Her husband, Darren, loves to make sweeping gestures, but Lucy hates how these gestures means he excludes her in major life decisions — picking a dog to adopt, buying a house in the Hamptons. Never mind that she ended things with Gabe because he didn’t include her in decisions about his future.

Ironically, Darren’s friends refer to Lucy as “the paper doll” because Darren did make his list. It is far more superficial list than Gottlieb suggests — he wanted a brunette woman living in Brooklyn who is between 5’2″ and 5’5″ — and problems arise in the marriage because he left off the things that mattered most to him (namely, a wife who wants to be a stay-at-home mom to several children).

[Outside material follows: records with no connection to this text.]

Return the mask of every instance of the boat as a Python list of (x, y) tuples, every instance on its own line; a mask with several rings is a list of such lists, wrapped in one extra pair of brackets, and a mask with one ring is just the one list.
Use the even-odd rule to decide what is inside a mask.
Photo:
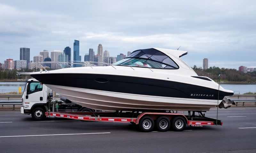
[(198, 76), (180, 58), (187, 54), (139, 49), (106, 66), (88, 64), (30, 75), (61, 96), (96, 110), (208, 111), (234, 94)]

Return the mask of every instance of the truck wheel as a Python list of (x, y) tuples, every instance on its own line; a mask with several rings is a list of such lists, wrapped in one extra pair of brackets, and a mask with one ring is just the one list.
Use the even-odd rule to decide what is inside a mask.
[(157, 118), (156, 122), (158, 130), (161, 132), (167, 131), (171, 126), (170, 119), (166, 116), (160, 116)]
[(150, 132), (154, 128), (154, 121), (149, 116), (143, 117), (140, 120), (139, 127), (142, 132)]
[(176, 131), (184, 130), (186, 124), (184, 118), (180, 116), (175, 117), (172, 120), (172, 128)]
[(45, 111), (42, 108), (37, 107), (33, 109), (31, 116), (34, 120), (43, 120), (46, 117), (45, 113)]

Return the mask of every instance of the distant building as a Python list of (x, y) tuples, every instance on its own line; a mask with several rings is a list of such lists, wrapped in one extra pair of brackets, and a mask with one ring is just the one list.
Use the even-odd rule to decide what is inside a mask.
[(238, 68), (238, 70), (240, 72), (247, 72), (247, 67), (240, 66)]
[(127, 52), (127, 56), (129, 56), (131, 55), (131, 52)]
[[(51, 62), (52, 61), (52, 59), (50, 58), (50, 57), (48, 56), (46, 58), (44, 59), (44, 62)], [(50, 68), (52, 68), (52, 64), (50, 63), (45, 63), (44, 64), (44, 66), (47, 66), (47, 67), (49, 67)]]
[(84, 61), (89, 61), (90, 56), (89, 54), (86, 54), (84, 55)]
[(33, 61), (34, 63), (40, 63), (44, 61), (44, 57), (41, 55), (34, 56)]
[(14, 61), (14, 68), (16, 69), (27, 68), (27, 61), (25, 60), (16, 60)]
[(98, 54), (97, 56), (98, 57), (98, 62), (103, 62), (103, 48), (102, 45), (100, 44), (98, 46)]
[(203, 69), (208, 69), (208, 59), (204, 58), (203, 60)]
[(119, 55), (117, 55), (117, 58), (116, 58), (116, 61), (119, 61), (121, 60), (122, 60), (126, 57), (126, 55), (123, 54), (120, 54)]
[(30, 61), (30, 48), (20, 48), (20, 60), (27, 61), (27, 64), (28, 65)]
[[(51, 52), (51, 59), (52, 62), (59, 61), (59, 55), (62, 55), (62, 52), (57, 50), (54, 50)], [(59, 69), (60, 66), (57, 63), (52, 63), (51, 65), (52, 69)]]
[(14, 68), (13, 59), (6, 59), (4, 61), (4, 69), (13, 69)]
[(71, 48), (68, 46), (65, 47), (63, 51), (63, 53), (68, 55), (68, 62), (71, 62)]
[(44, 50), (42, 52), (40, 52), (39, 55), (43, 56), (43, 60), (44, 61), (44, 59), (49, 56), (49, 51), (48, 50)]
[(89, 61), (94, 61), (94, 55), (93, 49), (93, 48), (89, 49)]

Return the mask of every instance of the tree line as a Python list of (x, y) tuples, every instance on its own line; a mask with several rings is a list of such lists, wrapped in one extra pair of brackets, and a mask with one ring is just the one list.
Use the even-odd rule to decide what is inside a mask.
[(220, 74), (220, 79), (223, 81), (256, 82), (256, 72), (244, 73), (235, 69), (220, 68), (215, 66), (204, 69), (194, 65), (192, 68), (198, 76), (207, 76), (213, 80), (218, 80), (219, 75)]

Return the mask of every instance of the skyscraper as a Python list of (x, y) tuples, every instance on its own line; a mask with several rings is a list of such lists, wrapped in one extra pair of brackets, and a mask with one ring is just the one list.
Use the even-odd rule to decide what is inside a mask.
[(74, 45), (74, 61), (81, 61), (81, 56), (79, 55), (79, 40), (75, 40)]
[(204, 58), (203, 60), (203, 68), (204, 69), (208, 69), (208, 59)]
[(98, 57), (98, 62), (103, 62), (103, 49), (102, 45), (100, 44), (99, 44), (98, 46), (98, 54), (97, 56)]
[(48, 50), (44, 50), (42, 52), (40, 52), (39, 55), (43, 56), (43, 60), (44, 60), (44, 59), (49, 56), (49, 51)]
[(89, 61), (94, 61), (94, 52), (93, 48), (89, 49)]
[(90, 61), (90, 56), (89, 54), (85, 54), (84, 55), (84, 61)]
[(30, 61), (30, 48), (20, 48), (20, 60), (26, 60), (28, 65)]
[(127, 56), (128, 56), (131, 55), (131, 52), (127, 52)]
[(67, 47), (64, 49), (63, 51), (63, 53), (65, 55), (67, 55), (68, 56), (68, 62), (71, 62), (71, 48), (69, 47)]

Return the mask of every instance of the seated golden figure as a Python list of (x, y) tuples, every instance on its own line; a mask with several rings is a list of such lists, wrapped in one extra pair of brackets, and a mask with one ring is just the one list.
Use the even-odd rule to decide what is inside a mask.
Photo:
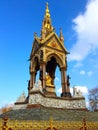
[(47, 85), (47, 86), (54, 86), (54, 85), (52, 84), (52, 78), (51, 78), (51, 76), (49, 75), (49, 73), (47, 73), (47, 75), (46, 75), (46, 85)]

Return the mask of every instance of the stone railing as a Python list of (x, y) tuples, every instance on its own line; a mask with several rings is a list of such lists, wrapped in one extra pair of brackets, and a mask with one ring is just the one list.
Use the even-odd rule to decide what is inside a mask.
[(0, 120), (0, 130), (98, 130), (98, 122), (65, 122), (54, 121), (29, 121), (29, 120), (10, 120), (4, 117)]

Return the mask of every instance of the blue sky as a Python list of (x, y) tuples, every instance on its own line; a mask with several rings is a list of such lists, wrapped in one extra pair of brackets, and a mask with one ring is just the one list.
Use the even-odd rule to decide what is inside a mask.
[[(29, 56), (34, 32), (40, 36), (45, 3), (52, 25), (62, 28), (68, 56), (71, 87), (84, 94), (98, 86), (98, 0), (0, 1), (0, 107), (15, 102), (29, 80)], [(56, 77), (60, 92), (59, 72)]]

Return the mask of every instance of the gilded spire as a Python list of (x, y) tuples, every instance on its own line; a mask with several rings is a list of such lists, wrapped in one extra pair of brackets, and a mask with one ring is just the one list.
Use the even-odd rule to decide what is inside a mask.
[(61, 28), (60, 28), (60, 40), (61, 40), (61, 42), (64, 43), (64, 37), (63, 37), (62, 29)]
[(45, 15), (44, 15), (44, 19), (43, 19), (43, 22), (42, 22), (41, 38), (44, 39), (52, 31), (53, 31), (53, 26), (52, 26), (52, 23), (51, 23), (48, 3), (46, 3)]
[(48, 3), (46, 3), (46, 13), (45, 13), (45, 19), (50, 18)]

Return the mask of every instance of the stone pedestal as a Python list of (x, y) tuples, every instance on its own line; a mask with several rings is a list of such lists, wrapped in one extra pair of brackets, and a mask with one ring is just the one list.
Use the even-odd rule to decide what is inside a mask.
[(50, 97), (55, 97), (56, 96), (56, 92), (55, 92), (55, 86), (54, 85), (46, 85), (46, 91), (45, 91), (45, 95), (50, 96)]

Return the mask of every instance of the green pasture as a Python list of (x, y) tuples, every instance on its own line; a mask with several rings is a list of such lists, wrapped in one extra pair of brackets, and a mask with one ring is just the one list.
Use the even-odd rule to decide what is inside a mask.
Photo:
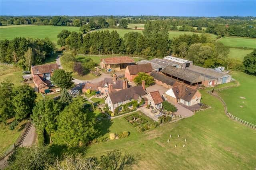
[(79, 27), (52, 26), (0, 26), (0, 39), (12, 40), (17, 37), (43, 39), (48, 38), (57, 44), (57, 36), (62, 30), (77, 31)]
[(226, 103), (230, 113), (256, 125), (256, 77), (234, 71), (232, 75), (240, 85), (218, 93)]
[(218, 41), (230, 47), (256, 48), (256, 38), (225, 36)]
[(104, 121), (102, 128), (105, 133), (126, 130), (130, 134), (93, 144), (85, 151), (86, 156), (100, 156), (120, 150), (138, 159), (138, 164), (133, 167), (136, 170), (253, 169), (256, 131), (230, 119), (218, 100), (206, 91), (201, 93), (202, 101), (210, 109), (141, 134), (127, 122), (126, 116)]
[(230, 48), (228, 57), (230, 58), (243, 60), (244, 57), (252, 51), (250, 49), (242, 49), (239, 48)]

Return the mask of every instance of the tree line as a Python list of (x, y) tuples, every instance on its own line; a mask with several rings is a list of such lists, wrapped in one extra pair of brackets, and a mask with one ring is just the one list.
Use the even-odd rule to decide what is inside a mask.
[(0, 61), (13, 63), (29, 70), (31, 65), (39, 65), (52, 55), (54, 45), (48, 38), (26, 39), (17, 37), (0, 41)]
[(143, 34), (130, 32), (123, 38), (116, 31), (94, 32), (83, 36), (63, 30), (58, 35), (58, 43), (85, 54), (133, 54), (145, 57), (166, 55), (170, 42), (167, 25), (160, 21), (149, 21), (144, 28)]

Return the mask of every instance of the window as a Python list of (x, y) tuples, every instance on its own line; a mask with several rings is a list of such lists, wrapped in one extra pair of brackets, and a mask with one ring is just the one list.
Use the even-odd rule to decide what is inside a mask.
[(123, 107), (120, 107), (118, 108), (118, 111), (121, 111), (123, 110)]
[(43, 74), (44, 80), (50, 80), (51, 79), (51, 74), (50, 73), (46, 73)]

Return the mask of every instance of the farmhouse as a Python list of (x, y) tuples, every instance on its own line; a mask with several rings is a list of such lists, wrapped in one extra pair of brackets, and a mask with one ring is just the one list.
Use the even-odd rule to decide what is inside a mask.
[(134, 60), (128, 57), (105, 58), (100, 60), (100, 67), (110, 70), (123, 70), (127, 66), (135, 64)]
[[(144, 87), (142, 86), (132, 87), (128, 89), (110, 93), (105, 100), (105, 103), (108, 105), (110, 110), (112, 112), (114, 112), (115, 109), (120, 105), (125, 104), (133, 101), (137, 101), (138, 103), (140, 103), (146, 95), (144, 84)], [(143, 105), (146, 105), (146, 103), (143, 103)], [(132, 104), (129, 106), (129, 108), (132, 107)], [(119, 111), (122, 111), (122, 109), (123, 107), (119, 107)]]
[(118, 79), (116, 75), (114, 74), (112, 78), (105, 78), (104, 80), (96, 84), (87, 83), (82, 89), (83, 92), (87, 89), (99, 91), (103, 94), (108, 94), (114, 91), (128, 88), (129, 84), (127, 80)]
[(128, 65), (125, 70), (124, 77), (130, 81), (132, 81), (135, 77), (138, 76), (138, 73), (143, 72), (150, 74), (152, 70), (152, 66), (150, 63)]
[(149, 92), (146, 95), (148, 105), (150, 105), (156, 109), (162, 108), (164, 100), (158, 91)]
[(56, 63), (32, 66), (33, 81), (39, 91), (44, 93), (45, 90), (49, 89), (52, 84), (50, 79), (52, 73), (58, 69), (58, 65)]
[(199, 103), (201, 101), (201, 95), (199, 91), (184, 85), (173, 87), (165, 94), (166, 98), (171, 102), (189, 106)]

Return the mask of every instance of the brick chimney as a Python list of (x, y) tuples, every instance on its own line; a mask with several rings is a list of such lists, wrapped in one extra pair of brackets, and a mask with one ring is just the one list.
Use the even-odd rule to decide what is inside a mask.
[(142, 88), (144, 90), (146, 91), (146, 88), (145, 88), (145, 80), (141, 81), (141, 85), (142, 86)]
[(115, 83), (116, 82), (116, 74), (113, 74), (113, 81), (114, 83)]
[(112, 93), (113, 91), (113, 84), (108, 84), (108, 93)]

But he married a woman who he thought wanted those same things, and Lucy spends most of the book stewing over how that isn’t want she wants. Wondering if she wouldn’t have been happier if she had married Gabe rather than Darren.

As you might have guessed, the whole sage of the Gabe-Lucy-Darren triangle is a high-speed train destined to crash and burn by the end. And it does so; going up in flames in the most obvious and melodramatic way.

Yet I didn’t hate the book. I was frustrated with the characters; Darren would definitely not make it past my list. But I thought the novel was well-paced given it spans thirteen years, and Santopolo’s narration of her own novel was quite good. I guess I like a train wreck more than I normally care to admit.